Hitchcock said that for him it all started at the age of six months when he was in his mother’s arms, and she said ‘Boo!’

Before my own memories formed, I have to rely on the diary my mother kept from my birth till I was almost two. It stopped on the day when she was sent away to Inner Mongolia, and we were separated for the first time. In those early years, it seemed everyone in my family was telling me stories. I loved those books. My mother wrote fondly how I sat in the crib, reading my brother’s textbook upside down. I was even able to pick out his English textbook among all the others.

I started to remember things from the age of three. From memory my mother only had two stories. She wasn’t apt at storytelling, but she taught me drama and imagination. To get to the kindergarten, she had to push my stroller over the Tibetan Plateau, and down the Turpan Depression. Every morning we traversed the globe, our journey adventurous and rich with incident.

My father was the master storyteller. Night after night, he told us episodic stories he had made up, of the animals in an enchanted forest.

I soon started to make up my own stories. My mother once saw me sitting in the teacher’s chair, telling a story to my kindergarten class. She was so proud.

When I was five, I contracted tuberculosis.
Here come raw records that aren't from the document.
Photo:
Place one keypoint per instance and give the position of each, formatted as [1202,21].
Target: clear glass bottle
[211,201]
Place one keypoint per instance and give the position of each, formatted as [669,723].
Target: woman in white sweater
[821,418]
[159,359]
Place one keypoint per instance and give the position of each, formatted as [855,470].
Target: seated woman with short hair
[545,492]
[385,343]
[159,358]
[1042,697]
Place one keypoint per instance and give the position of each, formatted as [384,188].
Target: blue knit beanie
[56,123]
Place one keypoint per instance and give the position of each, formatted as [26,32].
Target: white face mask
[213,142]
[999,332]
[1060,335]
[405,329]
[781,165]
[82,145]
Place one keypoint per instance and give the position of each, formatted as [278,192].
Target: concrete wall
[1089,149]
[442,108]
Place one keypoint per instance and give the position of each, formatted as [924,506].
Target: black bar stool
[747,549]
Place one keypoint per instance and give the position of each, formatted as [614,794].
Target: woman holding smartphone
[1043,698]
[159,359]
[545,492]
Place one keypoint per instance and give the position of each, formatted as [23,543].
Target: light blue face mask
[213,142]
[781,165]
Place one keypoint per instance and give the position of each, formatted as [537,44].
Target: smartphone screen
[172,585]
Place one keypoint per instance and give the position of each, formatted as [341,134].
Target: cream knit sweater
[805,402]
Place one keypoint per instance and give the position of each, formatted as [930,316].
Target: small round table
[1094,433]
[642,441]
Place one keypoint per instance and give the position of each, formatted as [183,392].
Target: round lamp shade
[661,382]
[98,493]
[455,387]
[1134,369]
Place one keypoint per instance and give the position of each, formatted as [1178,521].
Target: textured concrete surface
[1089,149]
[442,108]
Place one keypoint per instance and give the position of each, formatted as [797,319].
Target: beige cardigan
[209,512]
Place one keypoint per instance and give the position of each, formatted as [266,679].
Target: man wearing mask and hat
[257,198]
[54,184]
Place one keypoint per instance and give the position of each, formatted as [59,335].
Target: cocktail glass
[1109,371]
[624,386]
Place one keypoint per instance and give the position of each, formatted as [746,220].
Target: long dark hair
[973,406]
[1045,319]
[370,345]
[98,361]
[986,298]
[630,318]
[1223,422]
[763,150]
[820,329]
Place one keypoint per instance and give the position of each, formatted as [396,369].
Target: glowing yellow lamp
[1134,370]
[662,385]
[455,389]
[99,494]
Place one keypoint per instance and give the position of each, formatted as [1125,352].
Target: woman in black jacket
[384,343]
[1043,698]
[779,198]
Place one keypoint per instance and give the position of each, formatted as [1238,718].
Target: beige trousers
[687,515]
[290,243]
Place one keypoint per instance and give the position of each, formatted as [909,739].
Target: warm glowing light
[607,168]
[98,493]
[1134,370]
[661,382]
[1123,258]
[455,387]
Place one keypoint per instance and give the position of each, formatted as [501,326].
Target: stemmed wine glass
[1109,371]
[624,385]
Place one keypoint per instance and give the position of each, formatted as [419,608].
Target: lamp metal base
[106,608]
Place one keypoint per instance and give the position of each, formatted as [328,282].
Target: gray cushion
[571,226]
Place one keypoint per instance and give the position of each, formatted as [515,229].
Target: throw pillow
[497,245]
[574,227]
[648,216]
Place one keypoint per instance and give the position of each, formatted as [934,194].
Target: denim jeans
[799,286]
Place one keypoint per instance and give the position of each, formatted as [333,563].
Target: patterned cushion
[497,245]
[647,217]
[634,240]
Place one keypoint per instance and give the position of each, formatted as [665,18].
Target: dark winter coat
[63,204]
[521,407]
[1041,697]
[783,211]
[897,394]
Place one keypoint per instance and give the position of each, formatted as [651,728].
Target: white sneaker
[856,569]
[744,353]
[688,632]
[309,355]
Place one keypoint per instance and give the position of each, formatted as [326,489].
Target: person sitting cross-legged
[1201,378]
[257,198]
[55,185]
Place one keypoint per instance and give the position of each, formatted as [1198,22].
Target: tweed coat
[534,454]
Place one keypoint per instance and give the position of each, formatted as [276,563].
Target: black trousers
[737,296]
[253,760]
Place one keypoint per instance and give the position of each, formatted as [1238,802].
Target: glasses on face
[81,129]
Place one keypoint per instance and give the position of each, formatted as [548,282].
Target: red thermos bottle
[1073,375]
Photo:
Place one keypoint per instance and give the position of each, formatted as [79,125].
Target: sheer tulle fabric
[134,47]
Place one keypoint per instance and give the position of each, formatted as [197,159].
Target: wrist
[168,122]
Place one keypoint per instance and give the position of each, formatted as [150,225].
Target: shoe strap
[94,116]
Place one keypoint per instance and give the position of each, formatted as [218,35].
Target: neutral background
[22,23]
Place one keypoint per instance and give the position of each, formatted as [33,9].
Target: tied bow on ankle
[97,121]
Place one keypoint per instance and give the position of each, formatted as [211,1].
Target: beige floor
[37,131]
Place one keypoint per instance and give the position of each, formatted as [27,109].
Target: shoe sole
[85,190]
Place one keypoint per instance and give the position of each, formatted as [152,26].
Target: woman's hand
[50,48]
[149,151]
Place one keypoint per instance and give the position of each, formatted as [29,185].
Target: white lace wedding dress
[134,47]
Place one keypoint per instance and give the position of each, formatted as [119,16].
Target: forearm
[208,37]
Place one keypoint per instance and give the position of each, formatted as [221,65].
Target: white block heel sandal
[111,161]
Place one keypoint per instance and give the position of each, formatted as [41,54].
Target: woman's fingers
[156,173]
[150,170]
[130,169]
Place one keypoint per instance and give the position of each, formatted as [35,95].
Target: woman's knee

For six months, I couldn’t get out of bed. To keep me entertained, my mother read me books, at first children’s stories, then adult novels, mostly about communist revolutions and class conflict. My memory of this period was nothing of the illness, but pure joy in having her full attention and being read to.

But I was growing weaker. One evening I had such high fever, my mother thought I was going to die. She sat next to me in bed, watching me, weeping. I was too young to empathise with her sorrow, and was only mildly annoyed that the reading had stopped. I urged her to carry on reading. So she did, with tears trickling down her face. What I had wanted when I was closest to death was to be told a good story, to be read to by my loved one.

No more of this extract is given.